The US Dollar (USD) has weakened since the US labor market report was published a week ago, but only moderately. The period since the labor market report is shaded gray. It can be seen that the US currency is only as weak as it was at the beginning of June, Commerzbank’s Head of FX and Commodity Research Ulrich Leuchtmann notes.
“I conclude that the currency market is by no means excessively pricing in a US recession. My fellow economists recently wrote that they still do not believe in a US recession. However, they also admit that there are new warning signs. A functioning currency market must therefore price in a higher, but only slightly higher risk of a US recession. It has done so, no more and no less.”

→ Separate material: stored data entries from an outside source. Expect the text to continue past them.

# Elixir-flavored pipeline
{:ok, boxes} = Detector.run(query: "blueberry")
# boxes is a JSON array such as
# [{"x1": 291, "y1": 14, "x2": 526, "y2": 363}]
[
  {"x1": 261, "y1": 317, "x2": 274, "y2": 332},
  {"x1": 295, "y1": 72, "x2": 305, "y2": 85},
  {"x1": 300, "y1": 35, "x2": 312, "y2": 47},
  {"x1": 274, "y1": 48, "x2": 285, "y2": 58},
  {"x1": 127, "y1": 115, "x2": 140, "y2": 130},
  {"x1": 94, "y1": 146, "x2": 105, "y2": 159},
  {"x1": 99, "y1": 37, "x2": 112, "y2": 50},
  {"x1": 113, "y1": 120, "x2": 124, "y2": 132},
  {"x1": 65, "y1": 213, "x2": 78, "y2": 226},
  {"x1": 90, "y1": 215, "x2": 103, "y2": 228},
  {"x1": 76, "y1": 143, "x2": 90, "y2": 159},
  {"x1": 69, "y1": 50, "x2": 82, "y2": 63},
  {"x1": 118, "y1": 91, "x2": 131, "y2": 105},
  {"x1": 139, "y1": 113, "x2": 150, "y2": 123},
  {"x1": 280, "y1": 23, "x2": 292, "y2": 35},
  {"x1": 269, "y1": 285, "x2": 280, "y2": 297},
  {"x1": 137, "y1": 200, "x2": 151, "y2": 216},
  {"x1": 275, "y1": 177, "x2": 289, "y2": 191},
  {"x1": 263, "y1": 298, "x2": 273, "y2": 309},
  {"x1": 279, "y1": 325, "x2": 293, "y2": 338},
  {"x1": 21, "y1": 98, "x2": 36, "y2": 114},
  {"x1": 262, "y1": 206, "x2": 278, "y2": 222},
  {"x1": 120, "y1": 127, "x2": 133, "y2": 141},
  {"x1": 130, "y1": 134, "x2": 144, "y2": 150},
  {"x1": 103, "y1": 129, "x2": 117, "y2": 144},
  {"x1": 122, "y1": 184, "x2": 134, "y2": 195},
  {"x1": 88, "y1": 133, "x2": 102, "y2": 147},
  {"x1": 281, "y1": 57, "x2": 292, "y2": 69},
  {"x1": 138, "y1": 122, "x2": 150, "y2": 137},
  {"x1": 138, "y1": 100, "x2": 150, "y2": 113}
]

“In my opinion, it has even tended to price in too little. I have probably said it too often: a US recession would probably not only have a negative effect on the USD because the Fed would then lower its key interest rate. It would also damage the image of US exceptionalism: the idea that the US economy is growing faster than other developed industrialized countries for a deep, structural reason and that capital invested there is therefore more profitable than elsewhere.”
“Because in such a concept the USD is the ticket to this attractive capital market, it is particularly expensive. If, for example, the AI hype was just a bubble that is now bursting, part of this story may become implausible. Just as the strength of the US dollar crumbled when the dot-com bubble burst in the early 2000s.”